In the repro code I use an asynchronous startup error detection technique, using the "error" event. In the log output we can see that this event is being caught, indicating ENOENT (command/executable not found, as desired in this repro). That's great.
After this one can still call the kill()
method on the process. The call "succeeds", silently swallowing a problem. The problem as I would put it into words: "there is no process that you can kill here", and that problem should not be silently swallowed, because it makes it too easy to write code with race conditions.
I believe that this should be considered a bug in NodeJS: this is a programmer error, i.e. this should throw an Error, as it would in other programming environments. If unhandled, this should crash the code, indicating to the programmer that their assumption that the process is alive was wrong.
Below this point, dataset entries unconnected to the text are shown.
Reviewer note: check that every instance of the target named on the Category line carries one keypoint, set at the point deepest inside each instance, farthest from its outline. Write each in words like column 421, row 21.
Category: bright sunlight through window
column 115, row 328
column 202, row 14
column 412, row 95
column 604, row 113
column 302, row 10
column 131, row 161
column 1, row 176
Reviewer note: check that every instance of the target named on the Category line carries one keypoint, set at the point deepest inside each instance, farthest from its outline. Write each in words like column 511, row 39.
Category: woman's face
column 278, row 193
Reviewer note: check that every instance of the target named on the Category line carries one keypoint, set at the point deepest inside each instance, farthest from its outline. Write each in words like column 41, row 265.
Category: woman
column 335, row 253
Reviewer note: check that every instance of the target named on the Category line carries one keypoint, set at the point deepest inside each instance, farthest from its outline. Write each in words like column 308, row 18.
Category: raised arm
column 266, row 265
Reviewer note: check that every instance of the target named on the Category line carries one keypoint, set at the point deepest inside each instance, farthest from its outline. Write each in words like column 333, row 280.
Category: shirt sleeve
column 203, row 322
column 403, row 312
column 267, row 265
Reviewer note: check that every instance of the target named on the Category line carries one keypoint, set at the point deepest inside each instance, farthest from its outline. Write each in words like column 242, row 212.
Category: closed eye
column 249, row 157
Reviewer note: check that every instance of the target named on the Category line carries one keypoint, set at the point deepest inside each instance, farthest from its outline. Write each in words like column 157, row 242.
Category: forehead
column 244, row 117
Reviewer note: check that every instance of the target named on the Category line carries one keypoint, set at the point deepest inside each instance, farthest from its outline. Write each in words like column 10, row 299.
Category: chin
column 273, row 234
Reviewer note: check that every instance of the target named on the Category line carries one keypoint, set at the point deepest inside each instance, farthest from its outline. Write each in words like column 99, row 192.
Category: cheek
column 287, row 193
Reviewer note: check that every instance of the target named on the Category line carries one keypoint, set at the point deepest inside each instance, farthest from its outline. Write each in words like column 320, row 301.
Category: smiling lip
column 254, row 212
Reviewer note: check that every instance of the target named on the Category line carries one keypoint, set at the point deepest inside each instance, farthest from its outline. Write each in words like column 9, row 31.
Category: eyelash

The programmer should be required to explicitly handle an error thrown by kill()
.
It's not necessary to demonstrate the struggle, but maybe makes it easier to understand: the repro code calls kill() another time, about 1 second after the startup error had happened. That kill() also swallows the problem.
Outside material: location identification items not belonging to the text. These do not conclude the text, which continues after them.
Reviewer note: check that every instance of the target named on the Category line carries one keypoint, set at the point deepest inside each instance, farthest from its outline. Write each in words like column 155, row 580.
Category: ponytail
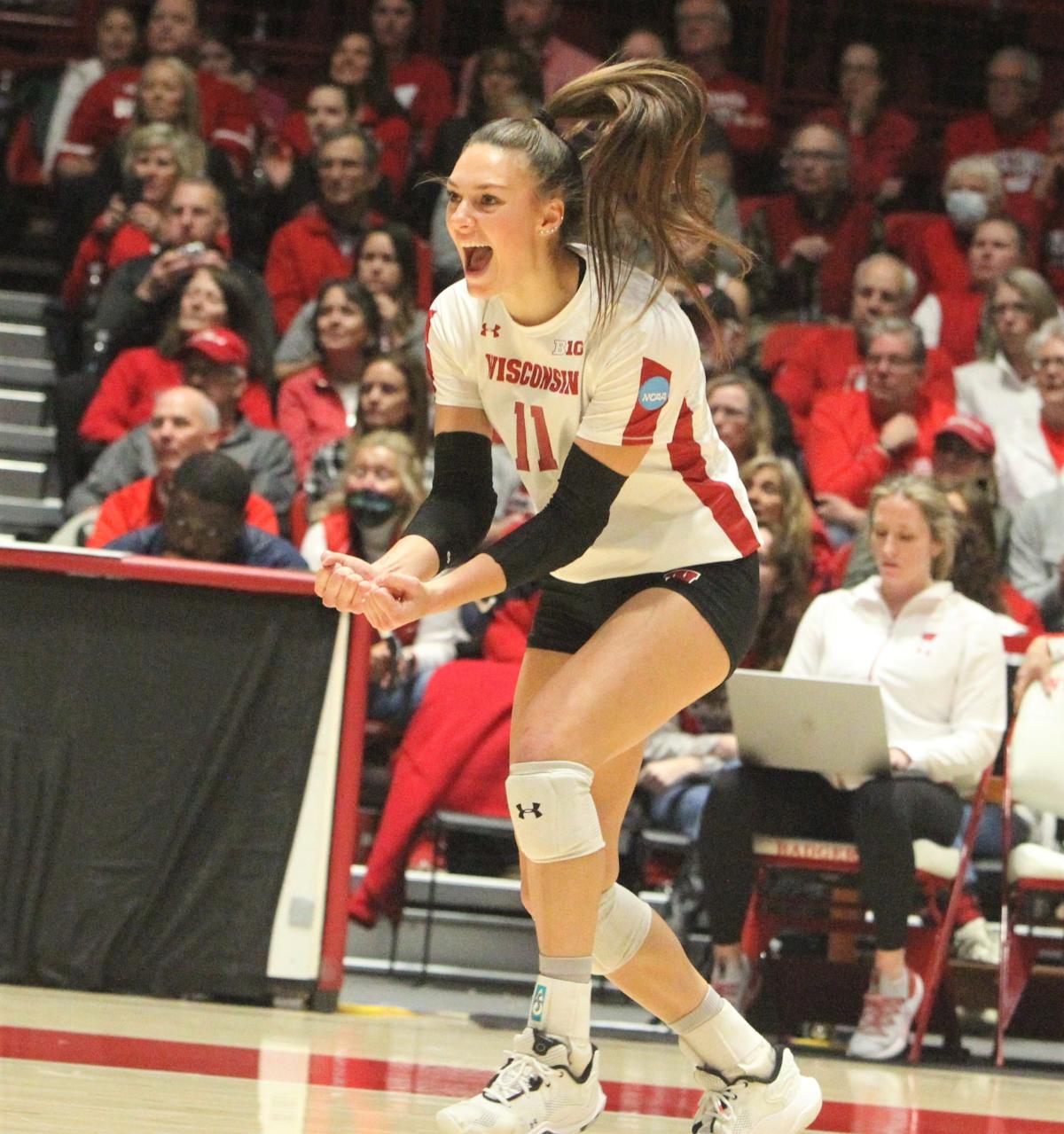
column 628, row 163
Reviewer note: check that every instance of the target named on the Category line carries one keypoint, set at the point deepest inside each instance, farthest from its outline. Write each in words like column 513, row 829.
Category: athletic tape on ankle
column 553, row 814
column 624, row 922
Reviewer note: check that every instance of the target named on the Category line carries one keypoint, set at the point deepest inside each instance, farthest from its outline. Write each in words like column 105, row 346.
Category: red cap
column 970, row 429
column 220, row 345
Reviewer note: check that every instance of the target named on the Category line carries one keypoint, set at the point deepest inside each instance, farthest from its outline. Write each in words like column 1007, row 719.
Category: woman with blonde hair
column 592, row 377
column 939, row 662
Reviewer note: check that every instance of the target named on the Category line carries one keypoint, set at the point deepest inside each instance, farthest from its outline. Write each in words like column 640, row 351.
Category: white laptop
column 809, row 723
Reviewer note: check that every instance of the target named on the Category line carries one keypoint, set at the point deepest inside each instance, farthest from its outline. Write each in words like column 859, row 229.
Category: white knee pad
column 553, row 814
column 624, row 922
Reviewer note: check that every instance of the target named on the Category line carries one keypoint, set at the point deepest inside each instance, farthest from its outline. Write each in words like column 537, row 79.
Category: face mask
column 370, row 508
column 966, row 207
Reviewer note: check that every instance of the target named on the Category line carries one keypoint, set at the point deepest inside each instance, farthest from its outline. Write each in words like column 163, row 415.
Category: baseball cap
column 977, row 434
column 220, row 345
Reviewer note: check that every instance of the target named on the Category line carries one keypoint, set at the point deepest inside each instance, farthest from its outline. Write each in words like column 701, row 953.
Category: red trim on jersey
column 645, row 418
column 686, row 458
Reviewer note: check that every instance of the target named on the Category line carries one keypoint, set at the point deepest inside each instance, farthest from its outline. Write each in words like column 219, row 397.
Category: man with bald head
column 184, row 421
column 831, row 357
column 809, row 240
I don't know if internally the kill()
method just is a noop in this case (where the runtime knows that there is no PID to issue a kill()
system call to), or if it actually calls the system call and then swallows the ENOENT. But in both cases it makes a conscious choice, knows about the absence of the process, and hides the erroneous attempt from the programmer.
There could be two ways to check for the error synchronously:
- The underlying
kill()
system call does fail with ENOENT, if it is even executed. - If the underlying
kill()
system call is not executed then the runtime seems to have internal state about the fact that the process is not there (I am pretty sure that this is what's happening, see my code comments in the repro code). That state could be used.
It is documented that
The ChildProcess object may emit an 'error' event if the signal cannot be delivered
If this is meant to be the only, reliable, documented way to find out that a kill()
failed (not quite clear from the documentation) then I think the repro code is also quite insightful: in the repro code that event handler is not called after the erroneous kill()
. That's in fact proven by the additional 1-second wait, during which I would expect that handler to be called.
In the repro code comments I have pointed out that the runtime magically detects that the child process is gone, and it terminates the code pre-maturely, to prevent an indefinitely long wait from happening.
That is, I think this issue mainly reveals a rather mean inconsistency where the runtime sometimes seems to consider the fact that there is no process, and sometimes it doesn't, making it difficult to write robust child process management code.
Note: currently there does not seem to be a documented synchronous way to detect a child process startup error (upon common system call errors such as ENOENT and EACCES), and no documented synchronous way to check for process "liveness", although both could be done synchronously with "fast" system calls. This might be strongly related to this topic here. Related: eclipse-theia/theia#3447 and nodejs/help#1191.